Assets are the economic resources that are owned by a business entity and help to generate income of the business. The asset can be tangible or intangible in nature and are expressed in monetary terms. For example Property, Plant & Machinery, Building Inventory, Cash in hand, Cash at the bank, Trade receivable, etc.
Explanation with Example
Assets are the resources that a business owns. These assets are used for the furtherance of business. For example, plant & machinery used for the manufacture of goods that the business will sale is the asset of the company as without such plant & machinery the business cannot manufacture goods and if products are not manufactured then there will be no revenue of the business and this will ultimately lead to the closure of the business.
For example Mr Y sold goods worth $50 on credit to Mr J and goods worth $40 to Mr K for cash. Therfore, Assets generated in this case are:
1. Mr J (accounted as Debtor) amounting to $50 generated from credit purchases.
2. Cash amounting to $40 generated from cash sales to Mr. K.

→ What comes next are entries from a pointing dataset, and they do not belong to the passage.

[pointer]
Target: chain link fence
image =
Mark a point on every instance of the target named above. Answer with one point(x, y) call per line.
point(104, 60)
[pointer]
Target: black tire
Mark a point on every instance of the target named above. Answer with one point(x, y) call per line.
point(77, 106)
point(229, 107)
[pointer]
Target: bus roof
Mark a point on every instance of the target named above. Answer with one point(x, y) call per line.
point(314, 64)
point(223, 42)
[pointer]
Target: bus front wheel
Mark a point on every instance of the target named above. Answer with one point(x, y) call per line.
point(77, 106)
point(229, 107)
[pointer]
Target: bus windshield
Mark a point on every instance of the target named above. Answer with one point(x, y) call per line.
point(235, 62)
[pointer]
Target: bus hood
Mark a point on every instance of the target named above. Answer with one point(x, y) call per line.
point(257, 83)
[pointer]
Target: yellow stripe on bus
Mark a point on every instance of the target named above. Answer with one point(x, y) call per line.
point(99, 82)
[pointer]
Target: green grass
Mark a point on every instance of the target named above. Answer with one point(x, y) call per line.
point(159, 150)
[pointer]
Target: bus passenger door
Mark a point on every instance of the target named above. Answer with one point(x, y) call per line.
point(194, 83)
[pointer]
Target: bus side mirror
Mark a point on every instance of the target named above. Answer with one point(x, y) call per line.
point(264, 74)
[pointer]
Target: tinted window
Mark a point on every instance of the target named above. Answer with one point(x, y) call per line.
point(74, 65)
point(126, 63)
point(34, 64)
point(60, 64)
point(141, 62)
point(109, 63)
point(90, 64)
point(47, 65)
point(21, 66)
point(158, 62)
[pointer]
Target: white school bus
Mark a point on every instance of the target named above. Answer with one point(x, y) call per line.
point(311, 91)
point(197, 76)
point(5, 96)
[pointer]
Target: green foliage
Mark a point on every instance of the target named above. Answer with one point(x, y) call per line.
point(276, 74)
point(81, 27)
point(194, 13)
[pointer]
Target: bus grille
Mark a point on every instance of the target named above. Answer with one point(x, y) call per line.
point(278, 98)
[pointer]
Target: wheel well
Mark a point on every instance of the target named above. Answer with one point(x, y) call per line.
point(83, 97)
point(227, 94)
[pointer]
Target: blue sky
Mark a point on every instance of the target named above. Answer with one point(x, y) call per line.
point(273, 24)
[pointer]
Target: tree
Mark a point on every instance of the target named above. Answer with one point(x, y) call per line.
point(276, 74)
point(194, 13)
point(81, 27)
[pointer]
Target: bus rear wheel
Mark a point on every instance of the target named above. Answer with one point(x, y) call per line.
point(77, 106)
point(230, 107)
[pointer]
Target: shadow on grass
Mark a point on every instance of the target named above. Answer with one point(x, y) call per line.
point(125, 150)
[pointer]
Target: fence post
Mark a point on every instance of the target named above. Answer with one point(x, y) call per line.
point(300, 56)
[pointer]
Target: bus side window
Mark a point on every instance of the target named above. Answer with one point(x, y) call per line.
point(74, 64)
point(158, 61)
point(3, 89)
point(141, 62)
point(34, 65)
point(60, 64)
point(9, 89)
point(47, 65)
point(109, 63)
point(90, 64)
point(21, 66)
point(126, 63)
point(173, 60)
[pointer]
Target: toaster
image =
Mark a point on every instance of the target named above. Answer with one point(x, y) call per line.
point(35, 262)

Total assets = $50 + $40 = $90
Features of Asset
- Assets are the valuable resources that a business owns.
- They are expressed in terms of money in the books of accounts of the business.
- They can be tangible assets i.e. assets that can be seen or touched and have physical existence such as Plant & Equipment, Furniture, etc. or intangible assets i.e. assets that cannot be seen or touched and do not have any physical existence such as Goodwill, Patent, Trademark, etc.(Above bifurcation is for Non- Current assets).
- Assets are owned by business enterprises to generate economic benefits for the business in current and future years.
Types of Asset
The assets are further bifurcated into Current Assets & Non-Current Assets. Let’s discuss the kind of assets in detail.
Current assets are the assets that can be converted or are likely to be converted into cash within a period of one year. Below are the other features of current assets.
- Current assets are expected to be realized or consumed or sold within a normal operating cycle of the business (usually a period of one year).
- Moreover, these assets are primarily held by the business for trading purposes.
- These assets are short term in nature.
- They are liquid in nature i.e. easily converted into cash within a short period of time or are present in the business as cash & cash equivalents.
For example cash & cash equivalents including cash at bank, Inventory, Accounts receivable, Short term investments, etc. ( as they all are expected to be converted into cash within a one-year period).
Non – current assets are the assets that are held by the business for a longer duration and cannot be easily converted into cash within a short period of time (usually one year time). Below are the other features of non- current assets:
- They are not intended to be sold within a period of one year and are retained for a longer duration.
- Non-current assets usually have a useful life of more than one year.
- They help the business to generate income/revenue for long periods.
- Non-current assets include fixed assets such as Plant & Machinery, office building, Furniture, etc. that are depreciated over their useful lives.
For example long-term investments, Property Plant & Equipment, Land, Building, Computer, Motor vehicles, etc. as they are used for a long duration and are not intended to be sold within a period of one year.
Assets are the resources that are important to run the business as without the assets there is no existence of the business. From the goods that are sold to generate revenue to the fixed assets that are used to manufacture such goods, all are included in the assets of the company and are reported in the balance sheet of the company.